Perhaps it was the lack of foresight into how society and governments would actually respond that allowed for such a prescient and touching film that resonates so well with our experiences of the “long 2020,” as I like to call it. Either way, Emergency Declaration probes our strongest pandemic fears and performs them in the most paranoid and large-emotion means at their disposal: the anxiety associated with a cough on a plane in 2022 is dialed up to the maximum as a symptom of a state-threatening weapon.

A terrorist with bio-chemical experience, Ryu Jin-seok (Im Si-wan), boards a plane at random from Incheon International Airport after cutting open, inserting, and stitching an airborne weapon with an almost 50% fatality rate into his armpit. Paving the way for an unusual terrorist film, he’s one of the virus’ first victims. As an engineered biochemical weapon, the prospects of timely treatment seem dim—resulting in nations with varying qualities of real-life foreign relations with South Korea to deny entry into their airspace. A passenger with a traumatic piloting history, Park Jae-hyuk (Lee Byung-hun), finds himself unexpectedly forced to finish the flight after the plane’s intended pilots succumb to the sickness.

I’m most impressed with the film’s stout politics. The fight to land Sky Korea flight K1501 plays out in grand geopolitical fashion between Korea’s various politicians and ministers and with Japan, the United States, and a multi-national biotech corporation with strong North American ties. But it also replicates the politics without the room for debate among the passengers; they simply act, and are forced to act, without the time for theory, consideration, or occasionally authority of the politicians. One elderly self-appointed germ police officer, for example, monitors every healthy person for the slightest sign of a bump or rash and then shames them into banishment with the rest of the plane’s sick. His feeble self-centered attempts to “flatten the curve” appear rational even if overblown at first, but when edited in a coyly utilitarian fashion alongside the refusal of major nation-states to allow K1501 permission to land, the passenger’s attitude comes off as needlessly isolationist and recklessly amoral. 

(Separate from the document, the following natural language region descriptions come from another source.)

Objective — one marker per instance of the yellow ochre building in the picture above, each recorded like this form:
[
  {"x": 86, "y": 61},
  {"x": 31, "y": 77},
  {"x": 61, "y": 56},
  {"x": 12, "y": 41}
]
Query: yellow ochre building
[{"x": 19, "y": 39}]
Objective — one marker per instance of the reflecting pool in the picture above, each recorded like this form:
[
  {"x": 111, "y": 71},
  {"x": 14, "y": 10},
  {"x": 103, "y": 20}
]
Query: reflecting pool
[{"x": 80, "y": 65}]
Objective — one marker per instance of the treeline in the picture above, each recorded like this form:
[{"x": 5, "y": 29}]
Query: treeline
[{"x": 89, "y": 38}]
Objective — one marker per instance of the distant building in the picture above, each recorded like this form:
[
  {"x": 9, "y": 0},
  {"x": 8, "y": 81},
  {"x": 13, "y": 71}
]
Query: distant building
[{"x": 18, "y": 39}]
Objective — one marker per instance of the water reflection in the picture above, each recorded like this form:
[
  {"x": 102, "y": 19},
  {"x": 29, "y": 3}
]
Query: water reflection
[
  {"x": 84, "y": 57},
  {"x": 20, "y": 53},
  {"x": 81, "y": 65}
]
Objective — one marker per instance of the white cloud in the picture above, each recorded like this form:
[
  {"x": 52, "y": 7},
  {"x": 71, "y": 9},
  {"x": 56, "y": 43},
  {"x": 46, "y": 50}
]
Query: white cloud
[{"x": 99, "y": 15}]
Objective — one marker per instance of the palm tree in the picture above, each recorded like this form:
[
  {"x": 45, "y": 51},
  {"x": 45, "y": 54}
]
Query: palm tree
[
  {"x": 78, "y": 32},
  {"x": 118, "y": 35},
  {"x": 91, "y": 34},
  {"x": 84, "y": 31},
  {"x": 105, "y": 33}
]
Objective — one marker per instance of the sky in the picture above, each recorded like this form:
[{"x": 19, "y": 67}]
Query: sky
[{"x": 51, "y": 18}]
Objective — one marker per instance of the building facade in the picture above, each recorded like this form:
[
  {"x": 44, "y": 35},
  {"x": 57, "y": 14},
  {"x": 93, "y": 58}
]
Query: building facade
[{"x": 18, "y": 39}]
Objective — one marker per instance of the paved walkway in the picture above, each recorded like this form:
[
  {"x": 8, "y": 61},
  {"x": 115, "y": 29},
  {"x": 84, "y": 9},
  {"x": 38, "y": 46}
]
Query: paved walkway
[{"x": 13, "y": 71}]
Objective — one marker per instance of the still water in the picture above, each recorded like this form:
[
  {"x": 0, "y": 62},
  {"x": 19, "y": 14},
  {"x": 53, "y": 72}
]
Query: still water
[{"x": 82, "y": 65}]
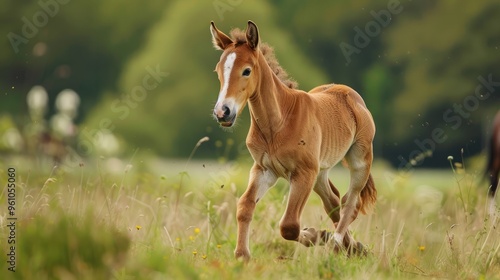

“That the morality of actions depends on the consequences which they tend to produce, is the doctrine of rational persons of all schools; that the good or evil of those consequences is measured solely by pleasure or pain, is all of the doctrines of the school of utility, which is peculiar to it,” wrote John Stuart Mill, one of the most widely read proponents of utilitarianism. What that means for actual governmental responses to the pandemic, I’ll leave that for you to decide. But for Han’s Emergency Declaration, it means one thing and one thing only: K1501 simply can’t land unless they can find a working anti-virus. 

Emergency Declaration is about as big and successful as morally utilitarian films get. China’s major filmic examples of the moral philosophy all come with too much nationalist jingoism, like The Captain (2019), a flight disaster movie based on one of the most famous miracle landings in aviation history. And America’s biggest exemplars are still somewhat philosophically confused (Spider-Man: No Way Home, World War Z). But in terms of major studio films with the power to actually influence audiences on a meaningful scale, I can’t imagine a film with much more effective potential.

Emergency Declaration
dir. Han Jae-rim
140 min.

Now streaming on Apple+ and YouTube.